International supply-chain contracts generally carry broad parameters on delivery and cost terms, and many include standard language developed by the International Chamber of Commerce known as Incoterms, short for international commercial terms. The Chamber describes Incoterms as “the world’s essential terms of trade for the sale of goods.”
The aggregate logistics prices index, a combination of inventory, warehousing and transportation costs, reached an all-time high in September. While the fourth quarter is generally crunch time in logistics, readings from January to September this year are the highest costs over any nine months in the history of the index.
Experts say these changes have overwhelmed the guideposts in many contracts. That has led to conflicts between suppliers and buyers over how to account for rising costs and delivery shortfalls.
Some of the new contracting focus is on language related to force majeure, the legal provision that allows suppliers to be excused from contract terms due to unforeseen circumstances. Buyers want definitions that go beyond boilerplate escape clauses that explain what suppliers can and must do when disruptions hit.
“Customers today are saying, ‘That doesn’t help me at all. I don’t want a supplier who’s excused. I want a supplier who’s ready and is able to perform despite the force majeure event,’” said Brad Peterson, a partner in Mayer Brown LLP. “Meanwhile, the suppliers are seeing COVID-19 and the supply chain shocks as nowhere near over.”

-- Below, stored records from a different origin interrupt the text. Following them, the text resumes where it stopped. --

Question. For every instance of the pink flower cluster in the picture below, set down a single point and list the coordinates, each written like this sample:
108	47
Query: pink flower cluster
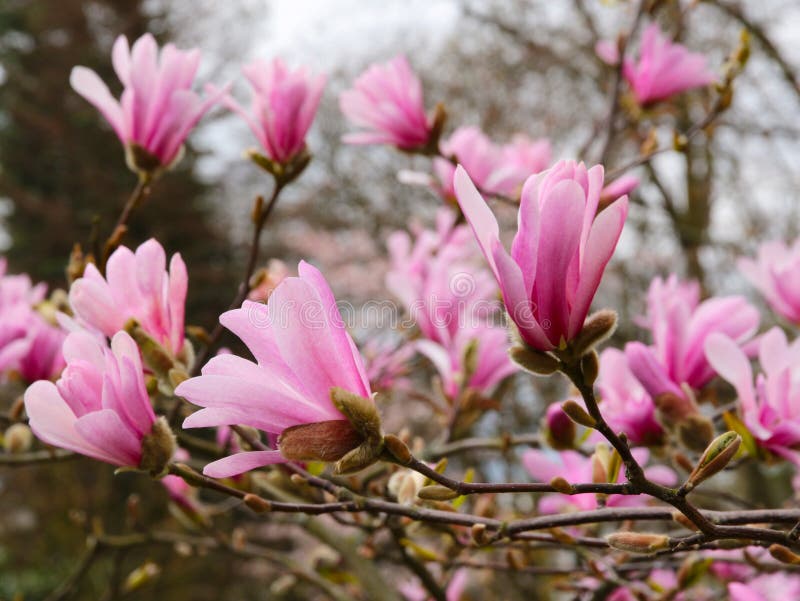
548	281
680	324
451	299
663	68
386	100
302	351
494	169
29	345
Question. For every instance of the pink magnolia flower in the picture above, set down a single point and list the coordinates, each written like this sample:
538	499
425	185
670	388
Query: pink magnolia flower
559	253
439	280
268	279
767	587
492	364
625	404
137	286
771	408
387	362
775	273
158	108
664	68
283	106
99	407
575	468
302	351
494	169
680	326
386	100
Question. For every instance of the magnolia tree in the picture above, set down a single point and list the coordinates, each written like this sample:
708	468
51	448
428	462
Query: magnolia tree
627	491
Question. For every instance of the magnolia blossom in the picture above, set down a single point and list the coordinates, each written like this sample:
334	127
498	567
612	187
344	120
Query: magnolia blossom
302	351
158	108
439	280
680	325
664	68
386	100
494	169
559	253
576	468
29	344
283	106
452	300
99	406
491	363
778	586
776	274
771	408
625	404
137	286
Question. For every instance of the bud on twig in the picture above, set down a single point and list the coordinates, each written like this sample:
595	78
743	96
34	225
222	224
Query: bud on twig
716	457
597	327
533	361
437	492
578	414
256	503
638	542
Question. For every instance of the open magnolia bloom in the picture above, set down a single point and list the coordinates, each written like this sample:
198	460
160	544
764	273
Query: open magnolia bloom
137	286
100	407
308	384
559	253
157	109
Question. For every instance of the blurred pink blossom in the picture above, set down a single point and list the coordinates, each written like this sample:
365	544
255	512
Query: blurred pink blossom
625	404
776	274
302	350
779	586
137	286
386	100
494	169
679	325
664	68
771	408
559	253
99	407
158	108
576	468
283	106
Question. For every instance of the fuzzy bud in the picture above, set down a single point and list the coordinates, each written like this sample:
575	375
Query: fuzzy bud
256	503
638	542
158	447
714	459
436	492
18	438
533	361
578	414
598	327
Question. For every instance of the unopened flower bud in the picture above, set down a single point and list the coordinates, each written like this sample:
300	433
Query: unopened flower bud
716	457
590	367
696	431
597	327
533	361
436	492
18	438
256	503
560	428
578	414
561	485
140	577
398	449
784	555
157	448
638	542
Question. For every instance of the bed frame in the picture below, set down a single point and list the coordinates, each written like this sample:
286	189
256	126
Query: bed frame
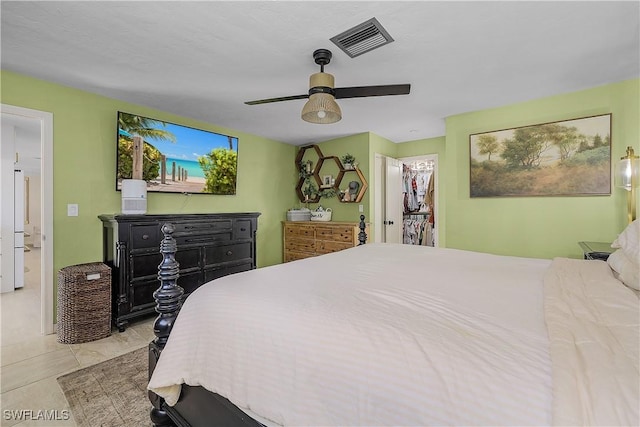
196	406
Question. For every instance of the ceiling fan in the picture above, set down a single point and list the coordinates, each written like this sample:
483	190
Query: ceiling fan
321	107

Before the pandemic, force majeure provisions were treated as “cut-and-paste” contracting language, Miller said. “It was just in the miscellaneous provisions at the very end. No one really paid much attention to it. Now there’s a lot more focus.”
Globally, force majeure declarations tripled in 2020 from 2019 levels, according to Everstream Analytics, a supply-chain risk management company.
Some suppliers also want to include what the contracting experts call dynamic pricing, or the ability to adjust prices if costs shift outside a certain range during the time covered by a contract. That might mean using an index as a base for the prices of raw materials or services such as shipping.
“In my entire lifetime, we’ve been out of practice for using inflation clauses, and now we’re getting back to it,” said Sarah Rathke, a 45-year-old partner at Squire Patton Boggs.